Pennsylvania has nearly 600 megawatts of wind capacity installed, capable of generating roughly enough to power 178,500 homes. Though it lags considerably behind more windblown states such as Texas, Iowa and California in total installed capacity, its percentage growth trailed Arizona only because the state installed its first large-scale project.

The United States’ total wind capacity is now more than 31,000 megawatts, enough to power nearly 9 million homes and reducing expected carbon emissions from the electricity industry by 2.5 percent, according to the report.

Local wind hasn’t added to that growth, though. Two Luzerne County projects have withered on the vine, one dying after a very public legal fight and the other quietly. A massive project expected to straddle several Wyoming County municipalities on South Mountain seems to have stopped with no explanation.

Energy Unlimited’s bid to build as many as 34 turbines on Penobscot Mountain near Crystal Lake hit roadblocks from Bear Creek Township in 2006 when supervisors denied a land-use plan the company had submitted. The battle went to court, but decisions were eventually handed down that require the company to reduce its plans to accommodate much stricter ordinances. Those plans haven’t been filed.

In 2006, Gamesa Energy USA and Community Energy, which runs the current wind park on Bald Mountain in Bear Creek Township, indicated plans for turbines on Nescopeck Mountain.

Neither of those has progressed much beyond initial interest.

BP’s South Mountain project gained a lot of attention in Noxen, Forkston and surrounding townships about a year ago. Since then, the company has paid permitting fees, began boring test holes and continued testing the wind.

However, “that’s as far as it got,” said Carl Shook, a Noxen Township supervisor. He said he hasn’t heard from BP’s representative in quite some time.

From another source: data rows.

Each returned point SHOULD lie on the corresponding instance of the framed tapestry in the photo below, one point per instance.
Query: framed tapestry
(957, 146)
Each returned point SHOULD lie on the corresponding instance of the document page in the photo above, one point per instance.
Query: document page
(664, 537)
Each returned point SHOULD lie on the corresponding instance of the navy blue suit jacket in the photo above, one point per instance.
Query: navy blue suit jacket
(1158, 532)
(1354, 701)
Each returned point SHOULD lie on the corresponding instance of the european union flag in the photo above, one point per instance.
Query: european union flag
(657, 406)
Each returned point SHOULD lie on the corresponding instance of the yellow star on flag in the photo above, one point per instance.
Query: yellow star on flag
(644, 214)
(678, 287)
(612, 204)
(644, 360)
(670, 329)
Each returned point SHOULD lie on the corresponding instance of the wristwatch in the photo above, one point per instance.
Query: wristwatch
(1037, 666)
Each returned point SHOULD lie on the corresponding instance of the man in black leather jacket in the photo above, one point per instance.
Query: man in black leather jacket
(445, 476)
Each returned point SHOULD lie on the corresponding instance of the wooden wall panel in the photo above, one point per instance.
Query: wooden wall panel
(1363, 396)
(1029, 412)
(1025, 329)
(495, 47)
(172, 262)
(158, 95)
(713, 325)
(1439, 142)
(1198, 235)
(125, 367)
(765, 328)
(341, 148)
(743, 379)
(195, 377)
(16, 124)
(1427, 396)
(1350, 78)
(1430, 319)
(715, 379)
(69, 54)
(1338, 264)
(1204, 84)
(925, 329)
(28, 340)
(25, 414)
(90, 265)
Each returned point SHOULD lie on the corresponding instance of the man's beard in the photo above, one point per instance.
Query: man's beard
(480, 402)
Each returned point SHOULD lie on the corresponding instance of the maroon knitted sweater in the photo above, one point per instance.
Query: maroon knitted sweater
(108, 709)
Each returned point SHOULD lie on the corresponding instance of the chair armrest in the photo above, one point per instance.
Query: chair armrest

State legislators are considering adding incentives for installing wind and other alternative energies.

Rep. John Yudichak, D-Nanticoke, announced he is co-sponsoring H.B. 984 to allow construction of wind power generation systems on land enrolled in Clean and Green programs without the imposition of rollback taxes on the entire tract of land, and H.B. 786 to establish a state energy office within the state Department of Environmental Protection to promote energy development and conservation.